Implemented Markup improvements for Google

rrlevering

Google
Hi, my name is Ryan Levering and I currently handle structured data ingestion at Google (this guy). I've been doing some fairly spontaneous spot checks (not based on any specific problem) of some of the major forum software markups on the web just to see whether the markup is being generated in an ideal way for our systems to ingest. You can stick a URL in http://validator.schema.org to get an idea of what your markup for a given URL looks like. I have a couple of high-level suggestions to take or leave as you see fit:
  1. Include more than the OP with "http://schema.org/Comment" nodes through a "http://schema.org/comment" property. We're trying to normalize the forum markup space to use DiscussionForumPosting for the OP and attach Comment typed markup for the replies in a flat list (or threaded if you are a threaded forum). Without that, it makes it harder to segment the rest of the page appropriately in our index.
  2. Co-typing WebPage and DiscussionForumPosting like you do is going to confuse our ingestion a bit. If you squint it's not that inaccurate, but it would be clearer to either have WebPage (separate node) -> mainEntity -> DiscussionForumPosting or DiscussionForumPosting -> mainEntityOfPage -> WebPage (separate node). A co-typed self-cycle needs to be detected specially often.
  3. Include profile URLs in your author -> Person nodes. Raw names are not nearly as useful for disambiguation.
There's a couple other smaller things, but those are the things that would improve the markup the most. Note also you don't need to use JSON-LD if you are worried about duplicating contents/page size. Microdata is fine for text/content-heavy schema (though can be harder to author/inject).
 
Upvote 41
This suggestion has been implemented. Votes are no longer accepted.
Not sure how i missed this thread for over a month.

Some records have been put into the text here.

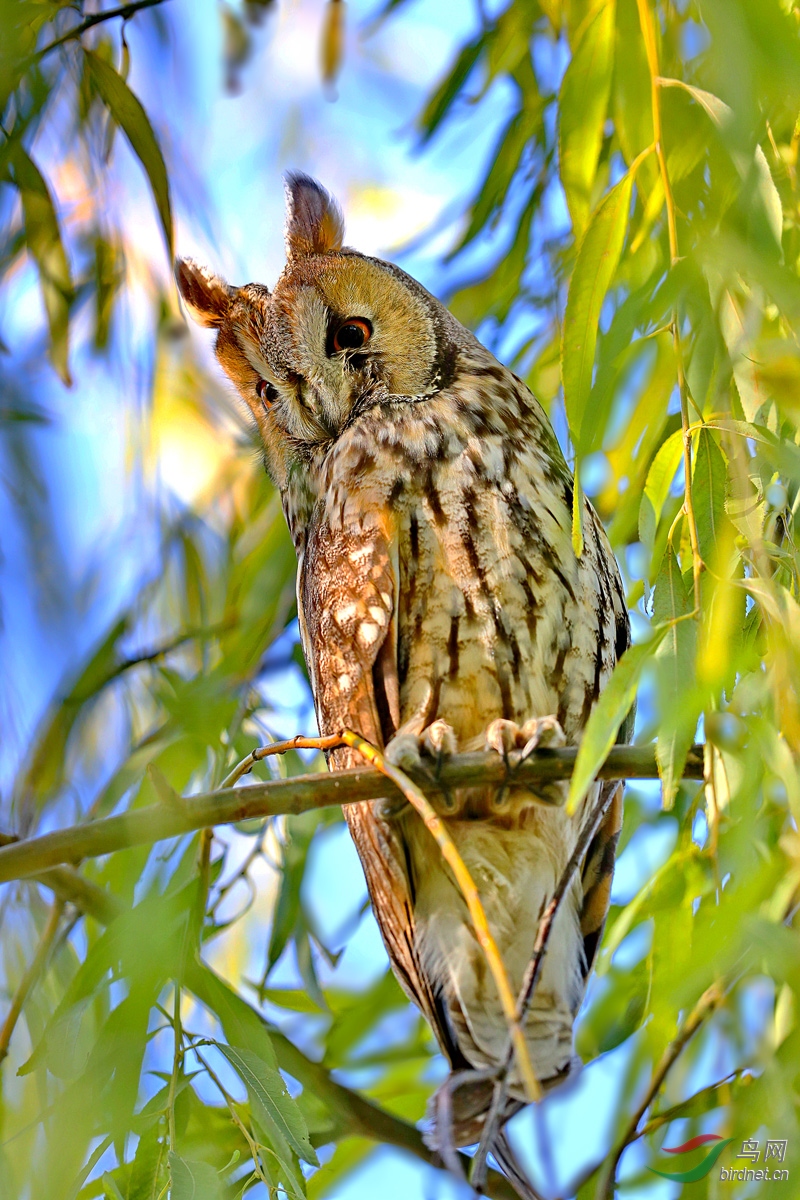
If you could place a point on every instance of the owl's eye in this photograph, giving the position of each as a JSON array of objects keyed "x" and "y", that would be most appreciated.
[
  {"x": 266, "y": 393},
  {"x": 353, "y": 334}
]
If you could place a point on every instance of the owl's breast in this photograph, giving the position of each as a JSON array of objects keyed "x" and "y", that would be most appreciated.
[{"x": 488, "y": 591}]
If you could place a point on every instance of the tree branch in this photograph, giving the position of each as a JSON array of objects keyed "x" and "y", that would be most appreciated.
[
  {"x": 707, "y": 1005},
  {"x": 301, "y": 793},
  {"x": 125, "y": 11}
]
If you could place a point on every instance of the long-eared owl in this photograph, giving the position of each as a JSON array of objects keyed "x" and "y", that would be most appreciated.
[{"x": 440, "y": 605}]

super critical. @rrlevering thank you for taking the time to report the issues and if you have any other tips for the xf devs to help forums stay relevant, please do contribute them. We are all so heavily dependent on google. And let's just say, it hasn't been nice to us forum runners over the years as the social apps have taken vast audience away from us.
Took me two months to see this post...

Thank you Ryan (@rrlevering). Many of us in here work very hard to keep our forum threads ranking well in Google. Forums tend to get forgotten with all of the blogger fluff that has flooded the search results over the years, so any recommendations on ways we can keep being found are always greatly appreciated from our side.
 
Not necessarily, but Google doesn't seem do anything with it (it's not one of their supported properties) and I imagine it can be derived from the page contents anyway. Duplicating entire message bodies in JSON-LD feels excessive, so we'd probably just switch to using microdata if it ever made a difference to Google.
 
I totally didn't notice the replies on this thread, I'm confused why I didn't get updates. Regardless, apologies for not being around during the action.

And most importantly, thanks for making changes. It heartens me to see forum platforms moving to expose their content better. I really would like to see this content more in search results rather than low quality, over-optimized rehash articles.

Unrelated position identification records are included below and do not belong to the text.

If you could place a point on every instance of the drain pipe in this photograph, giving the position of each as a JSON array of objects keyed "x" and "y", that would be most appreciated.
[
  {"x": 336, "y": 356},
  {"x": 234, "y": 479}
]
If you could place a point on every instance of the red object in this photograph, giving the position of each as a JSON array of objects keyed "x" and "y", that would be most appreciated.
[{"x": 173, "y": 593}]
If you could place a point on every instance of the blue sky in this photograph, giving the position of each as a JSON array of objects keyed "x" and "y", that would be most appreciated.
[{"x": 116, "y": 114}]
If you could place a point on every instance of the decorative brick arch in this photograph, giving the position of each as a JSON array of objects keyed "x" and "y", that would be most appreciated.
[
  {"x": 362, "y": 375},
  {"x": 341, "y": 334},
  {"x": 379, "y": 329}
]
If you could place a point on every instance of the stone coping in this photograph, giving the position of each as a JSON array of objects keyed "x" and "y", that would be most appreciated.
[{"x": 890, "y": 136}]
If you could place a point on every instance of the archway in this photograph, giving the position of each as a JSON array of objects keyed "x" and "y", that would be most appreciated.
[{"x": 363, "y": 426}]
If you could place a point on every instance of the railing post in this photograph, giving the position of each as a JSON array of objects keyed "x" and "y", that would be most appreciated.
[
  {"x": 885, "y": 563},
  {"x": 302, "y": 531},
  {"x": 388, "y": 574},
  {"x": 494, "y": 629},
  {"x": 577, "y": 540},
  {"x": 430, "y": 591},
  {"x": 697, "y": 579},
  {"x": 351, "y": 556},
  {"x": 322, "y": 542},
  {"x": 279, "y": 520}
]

Several replies to previous conversations:
Not necessarily, but Google doesn't seem do anything with it (it's not one of their supported properties)
DiscussionForumPosting/Comment markup is not the same as Article markup. There are a couple of overlaps (like we'll use dates and such) but the planned recommendations are much more extensive than Article.
Should articleBody value in DiscussionForumPosting be truncated?
Surprisingly, articleBody is actually useful. One of the problems we have is proper post segmentation in the midst of other formatting on the page. Especially if you are trying for very high precision levels and in the presence of things like quotes/inline replies.
The URL of the user profile (from attribute href) becomes the value.
This is the single biggest mistake users of Microdata make on the web, the href link of the A tag is used as the contents unexpectedly.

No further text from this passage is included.